The onset of breeding season is indicated by an increased amount of nocturnal barking. Mating may occur from late December to March, but January and February are the usual months. The single annual litter is generally born in March or April. Most litters contain 4–7 kits. The kits begin to come out of the nest when they are about a month old, and at about 10 weeks, they leave the den area for the first time to accompany their parents on hunting trips. The family disperses in the fall. Foxes are chiefly nocturnal but may come out during day, especially at dawn and dusk.
Foxes are trapped for their fur, which is used for trimming, scarves, coats, jackets, and hats. Silver foxes are reared on farms for their fur.
The common name of this animal, “fox” is the Anglo-Saxon name for this animal and refers to its crafty behavior.
In the twenty-first century, hunters still respect and appreciate foxes for their ability to elude. Fox hunting with hounds is considered great sport, and the raising of foxhounds is an accessory business and pleasure. Foxes are also called into gun range with a decoy call that imitates the voice of a frightened rabbit or a small rodent.

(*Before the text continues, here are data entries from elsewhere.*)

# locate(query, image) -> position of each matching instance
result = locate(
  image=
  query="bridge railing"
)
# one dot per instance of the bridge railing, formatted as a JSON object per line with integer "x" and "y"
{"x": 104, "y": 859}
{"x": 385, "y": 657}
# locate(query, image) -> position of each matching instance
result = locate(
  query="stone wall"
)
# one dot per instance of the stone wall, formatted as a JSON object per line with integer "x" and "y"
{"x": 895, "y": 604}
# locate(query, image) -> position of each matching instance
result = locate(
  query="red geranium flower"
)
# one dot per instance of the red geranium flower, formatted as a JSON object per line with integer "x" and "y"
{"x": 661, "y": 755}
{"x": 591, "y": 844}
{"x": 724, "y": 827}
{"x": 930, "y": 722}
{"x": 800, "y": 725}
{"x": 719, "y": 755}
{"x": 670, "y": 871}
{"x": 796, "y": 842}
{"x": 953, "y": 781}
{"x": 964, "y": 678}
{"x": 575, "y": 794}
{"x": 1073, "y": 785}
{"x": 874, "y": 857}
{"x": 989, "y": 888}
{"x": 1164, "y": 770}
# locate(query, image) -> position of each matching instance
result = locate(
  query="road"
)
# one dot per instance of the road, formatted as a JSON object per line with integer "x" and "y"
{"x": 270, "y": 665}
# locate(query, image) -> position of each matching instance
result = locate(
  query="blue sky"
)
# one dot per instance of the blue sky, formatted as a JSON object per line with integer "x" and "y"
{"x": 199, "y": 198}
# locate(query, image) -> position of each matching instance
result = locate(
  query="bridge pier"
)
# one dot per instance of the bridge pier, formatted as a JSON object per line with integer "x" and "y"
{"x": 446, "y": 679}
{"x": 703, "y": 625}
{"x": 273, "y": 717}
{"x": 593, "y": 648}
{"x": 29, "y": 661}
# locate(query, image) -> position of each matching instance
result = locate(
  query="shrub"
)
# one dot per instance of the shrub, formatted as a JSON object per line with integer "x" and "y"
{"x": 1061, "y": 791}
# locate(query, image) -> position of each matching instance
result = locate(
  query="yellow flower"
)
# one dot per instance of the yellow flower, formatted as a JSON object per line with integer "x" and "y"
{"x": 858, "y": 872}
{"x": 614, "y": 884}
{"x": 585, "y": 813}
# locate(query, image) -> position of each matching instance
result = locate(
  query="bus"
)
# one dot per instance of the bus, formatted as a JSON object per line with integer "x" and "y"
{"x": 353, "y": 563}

Where foxes are numerous, economic loss can be avoided by reducing the vegetation around poultry houses, providing an enclosed area for chickens, having an alert dog to guard them, and trapping the offending fox individuals.
Foxes feed on rodents and help check these abundant animals.
When food is plentiful, a red fox typically kills more than it eats and buries the surplus in the ground or covers it with grass or leaves. Foxes often capture and store shrews and moles, but they rarely eat them.
Some of the food foxes cache is discovered and eaten by skunks, crows, owls, hawks, or other foxes.
More than 70 species of wild mammals live in Missouri: opossums; shrews and moles; bats; rabbits; woodchuck, squirrels, beaver, mice, voles, and other rodents; coyote, foxes, bear, raccoon, weasels, otter, mink, skunks, bobcat, and other carnivores; deer and elk; and more. Most of us recognize mammals easily — they have fur, are warm-blooded, nurse their young, and breathe air.